Hollow Earth, Trowbarrow Got PTSD from this whole wall because it has lots in common with the wall I had my accident on but particularly melted down on this one for some reason :'( .
The Whistler, Gowbarrow Stayed in the north east Lakes in September at a cottage with no Wi-Fi and very little phone signal which was great. I started climbing with my other half in the mountains this year which was also unexpectedly good but required seeking out single-pitch routes as she belays me but doesn’t second. Turns out quite a few of the crags in the region we were in fit this criteria which was ideal. This little crag has a high quality HS too that was fun even in the very humid conditions and a beautiful view of Ullswater from the top.
So far, so not-a-spanking. But wait! Where’s the upper tier with the three star E1? Seems the approach details in the book are out of date and a rockfall has destroyed the scramble approach meaning a non-Rache-friendly abseil in is the only option.
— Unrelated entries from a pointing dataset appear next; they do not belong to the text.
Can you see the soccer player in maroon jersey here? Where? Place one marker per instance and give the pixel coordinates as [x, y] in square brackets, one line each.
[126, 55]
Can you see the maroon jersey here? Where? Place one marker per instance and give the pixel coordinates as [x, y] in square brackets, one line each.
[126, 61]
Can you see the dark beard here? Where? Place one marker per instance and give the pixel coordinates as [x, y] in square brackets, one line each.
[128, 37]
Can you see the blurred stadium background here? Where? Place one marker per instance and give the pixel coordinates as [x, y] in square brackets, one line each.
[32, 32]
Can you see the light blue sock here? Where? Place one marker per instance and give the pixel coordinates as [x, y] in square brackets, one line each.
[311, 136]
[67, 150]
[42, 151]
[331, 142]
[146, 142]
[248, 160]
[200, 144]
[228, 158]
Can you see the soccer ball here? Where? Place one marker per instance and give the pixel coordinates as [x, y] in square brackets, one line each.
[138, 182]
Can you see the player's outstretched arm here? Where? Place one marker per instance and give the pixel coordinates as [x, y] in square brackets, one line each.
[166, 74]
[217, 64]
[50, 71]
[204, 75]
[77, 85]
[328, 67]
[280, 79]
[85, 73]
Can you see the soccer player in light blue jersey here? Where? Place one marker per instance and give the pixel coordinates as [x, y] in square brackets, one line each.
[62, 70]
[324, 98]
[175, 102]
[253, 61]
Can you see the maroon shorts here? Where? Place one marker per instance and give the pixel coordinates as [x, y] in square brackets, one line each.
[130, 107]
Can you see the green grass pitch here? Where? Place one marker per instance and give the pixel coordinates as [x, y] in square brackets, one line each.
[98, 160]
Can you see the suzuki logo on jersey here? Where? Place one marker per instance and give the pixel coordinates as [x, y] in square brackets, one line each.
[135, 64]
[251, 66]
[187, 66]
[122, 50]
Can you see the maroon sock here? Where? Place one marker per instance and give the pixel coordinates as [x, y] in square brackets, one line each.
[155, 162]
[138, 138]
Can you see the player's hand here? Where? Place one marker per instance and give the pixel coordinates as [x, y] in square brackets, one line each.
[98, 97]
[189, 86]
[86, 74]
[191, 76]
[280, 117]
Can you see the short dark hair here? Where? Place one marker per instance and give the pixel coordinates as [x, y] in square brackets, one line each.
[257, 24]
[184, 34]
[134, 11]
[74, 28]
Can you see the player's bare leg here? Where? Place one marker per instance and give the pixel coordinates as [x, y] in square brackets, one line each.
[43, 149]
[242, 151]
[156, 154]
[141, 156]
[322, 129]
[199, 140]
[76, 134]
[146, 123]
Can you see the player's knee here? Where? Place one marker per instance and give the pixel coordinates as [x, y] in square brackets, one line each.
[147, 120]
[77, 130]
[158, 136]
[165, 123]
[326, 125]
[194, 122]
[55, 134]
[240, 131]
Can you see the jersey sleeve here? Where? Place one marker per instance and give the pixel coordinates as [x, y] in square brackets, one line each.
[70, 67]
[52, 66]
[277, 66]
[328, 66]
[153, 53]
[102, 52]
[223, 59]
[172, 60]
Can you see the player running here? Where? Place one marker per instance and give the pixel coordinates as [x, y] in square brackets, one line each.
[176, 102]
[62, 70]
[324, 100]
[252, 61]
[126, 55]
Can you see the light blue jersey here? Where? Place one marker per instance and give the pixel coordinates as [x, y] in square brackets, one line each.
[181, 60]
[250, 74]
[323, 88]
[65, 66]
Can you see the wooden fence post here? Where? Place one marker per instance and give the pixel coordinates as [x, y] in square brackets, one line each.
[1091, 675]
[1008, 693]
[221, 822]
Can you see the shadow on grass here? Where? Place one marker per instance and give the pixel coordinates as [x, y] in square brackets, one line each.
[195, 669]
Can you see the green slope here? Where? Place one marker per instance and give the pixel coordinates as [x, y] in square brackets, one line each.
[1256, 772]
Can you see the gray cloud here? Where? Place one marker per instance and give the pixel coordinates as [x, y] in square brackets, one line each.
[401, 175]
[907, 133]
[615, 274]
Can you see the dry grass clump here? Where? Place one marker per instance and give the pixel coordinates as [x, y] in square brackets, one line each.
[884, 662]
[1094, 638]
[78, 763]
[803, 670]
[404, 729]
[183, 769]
This story would be way better if I’d have made her do it and second the pitch anyway but I’m not like that so instead I tried my hand at this dreadful route that neighbours the HS. Starts with an awkward, chossy unprotected roof above a big bramble pit :sick: . Did that, got some gear in ready for the moves up and out of the groove that guards the amble to the belay tree. Fuck me they’re hard. Also soily. If I weight the rope I’ll have to do the bottom again but it can’t be as hard as it looks. It is as hard as it looks. Lowered off ready to strip it but got that “I was pathetic, I just needed to try harder” feeling so did the horrible start again and committed FULLY to the move. Fell off. Fuck this. On abseil found that there’d been some sort sort of rockfall and while the move I couldn’t do (even off the ab rope) was indeed the last hard one, above was a groove of pure soil with pieces of unattached rock wedged in it. Not going back.
Birch Tree Wall Variant/ Lean Man’s Superdirect, Black Rocks I got what my possibly expired Covid tests told me wasn’t Covid but certainly felt like it in July and it took it right out of me right when I was climbing really well. I was keen to get back into it and did what I always chide others for doing- went climbing when I wasn’t really recovered. We ended up at Black Rocks for some reason, a crag where I’ve done literally everything that’s gentle loads of times so I attempted these
two and had an absolute ‘mare on both, terrified, out of breath, coughing fits mid-route etc. I am not a naturally confident climber and tend towards thinking I’m too rubbish to do the routes I want to do. This set my head back for long after my health had recovered.